Asking about the optimization method without specifying the objective function and constraints is a misunderstanding.
You can find brief literature review of optimization methods used in multiobjective domain.
Pareto dominance based Multiobjective Cohort Intelligence algorithm | Request PDF (researchgate.net)
The first thing to minimize its spread is social distancing via awareness through education by states. The second is medical research, the third is digital representation and detection via computational tools, i.e., IT+AI.

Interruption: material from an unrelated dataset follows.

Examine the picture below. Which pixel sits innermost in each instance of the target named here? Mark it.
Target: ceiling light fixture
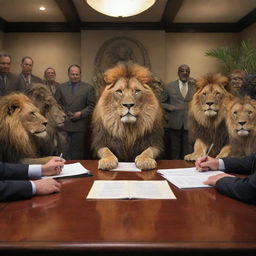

It depends on whether you mean it at the macro level, i.e. to reduce the spread of the virus and then lead to eventual die-out, or you mean it at the micro level, i.e. to find mechanisms to prevent infection and the development of the virus. For the latter, optimization will not help much, the problem is too ill-defined for an optimization model to be used. For the former, you can formulate a large scale optimization model that considers the infection rates, availability of vaccines, cold storage facility locations, population densities in different regions, quarantine and treatment facilities, and all related parameters and optimize the distribution of the vaccines and other interventions to minimize the illness occurrence and the spread of the virus.
Apart of purely medical issues and epidemiology, there are many more traditional OR problems, connected with efficient resource use for organizing vaccination campaigns, storage and logistics keeping in mind limited capacities and finite living times for vaccines, etc. That can be handled by standard optimization models and algorithms.
Speaking of mathematical methods that could be useful here, what comes to my mind is stochastic programming. Of course, all prediction methods can also be taken into account.
But as one can see, the mathematical methods did not help much, because millions have died - and unfortunately the pademia continues - although it is milder.
The mathematical modelling is the ultimate solution, in particular classification of viruses, e.g., the virus is some variant of influenza or a kind or class of corona. There are several ways of analysing such viruses and all these need statistical modelling or density estimation techniques, e.g., Gaussian distribution, Von Mises Fisher, Linguine or Bingham distributions etc.